Poignées de mains
Elle est amusante, la démocratie à l’ivoirienne. Tout se passe, presque, comme s’il était interdit de tenir un discours contraire à l’autre, même sans convaincre. Chez bon nombre d’acteurs de la vie politique ivoirienne, la « parole libérée » des pesanteurs du parti unique, le temps de l’unanimisme triomphant de façade, devrait fonctionner de nos jours comme hier : le Chef a dit. C’est ainsi, parce qu’il a dit.

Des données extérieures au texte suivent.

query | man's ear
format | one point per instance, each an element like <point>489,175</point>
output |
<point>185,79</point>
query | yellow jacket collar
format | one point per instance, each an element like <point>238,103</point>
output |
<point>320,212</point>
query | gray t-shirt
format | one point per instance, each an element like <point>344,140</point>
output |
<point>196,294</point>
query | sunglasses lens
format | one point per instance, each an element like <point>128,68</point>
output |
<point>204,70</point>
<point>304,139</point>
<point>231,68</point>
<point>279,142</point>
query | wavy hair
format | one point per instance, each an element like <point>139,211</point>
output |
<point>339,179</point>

C’est mal comprendre ce qui fait l’essence de la démocratie : le discours pluriel, même à l’intérieur d’une famille politique, qui devrait s’accompagner d’un minimum de courtoisie, y reposer même dans l’affirmation des désaccords dont se nourrit la démocratie.
Dans un pays comme le nôtre qui n’est pas encore sorti des turbulences nées de nos crises de tous ordres, ce droit à ne pas être d’accord sur tout, à propos de tout, doit nourrir l’espérance façonnée dans le moule de nos différences non muettes. Et non prendre la forme d’un délit d’affirmer sa part de refus, de désaccord.

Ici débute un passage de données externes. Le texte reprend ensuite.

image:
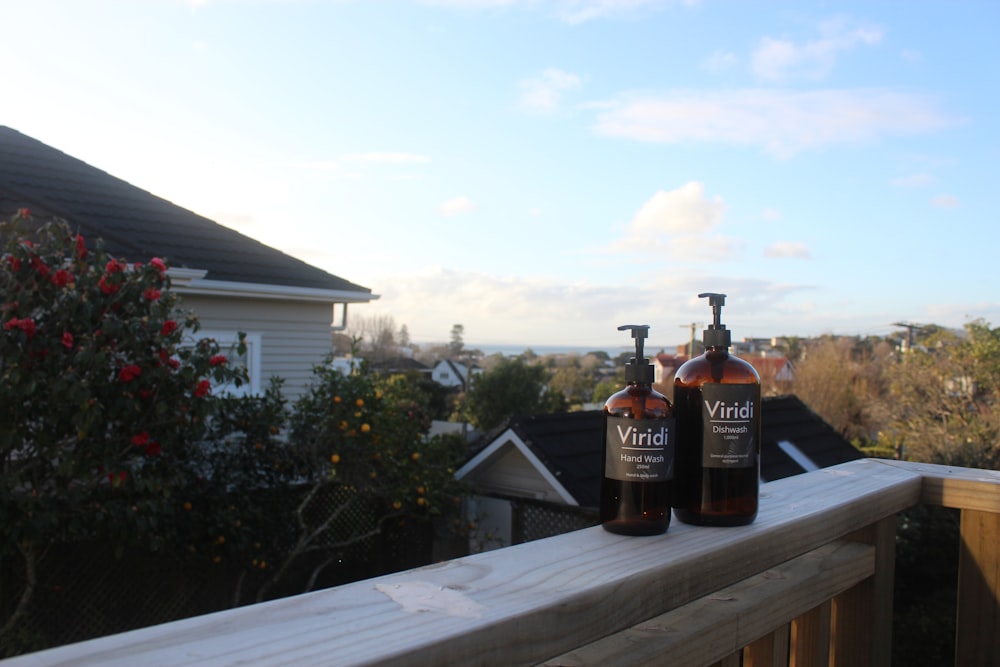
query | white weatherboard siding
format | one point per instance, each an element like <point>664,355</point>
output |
<point>294,336</point>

Les pugilats verbaux auxquels on assiste depuis deux semaines entre un député de la République et sa famille politique ; entre un président de parti et sa ligne dure, montrent bien que le chemin qui mène au droit à la différence est à tracer. Pour tous. Afin que la volonté commune de vivre ensemble, dans nos différences, prospère et liquide cette interrogation qui baigne le plus souvent le discours politique ambiant : « Qui est-il pour oser contredire, être en désaccord avec ?... » La réponse est : au nom du droit qu’a tout citoyen de se prononcer sur un sujet qui engage la vie de la Nation, de son parti. Dans la sincérité.
Dans ce pays, avec l’itinéraire désopilant des uns et des autres, changeant d’opinion comme de sous- corps, on se rend bien vite compte que nombreux sont ceux qui portent des habits de déguisement, selon le climat politique. A choisir entre ceux qui marchent masqués dans la République et ceux qui disent leur part de vérité, sans masque, n’est-ce pas qu’écouter les seconds est un salut pour notre jeune démocratie ? Assurément. Parce qu’il est interdit d’interdire la liberté de penser, de se tromper sincèrement, même de se dédire (« seuls les imbéciles ne changent pas ») sans que la démocratie en souffre.
La démocratie à laquelle aspirent les populations ivoiriennes, longtemps éprouvée par des années des blocs antagonistes qui ont plombé leur avenir, est celle débarrassée des intolérances de tous les bords. Il ne suffit pas de la chanter, il faut la vivre. Dans nos différences. Et dans la courtoisie.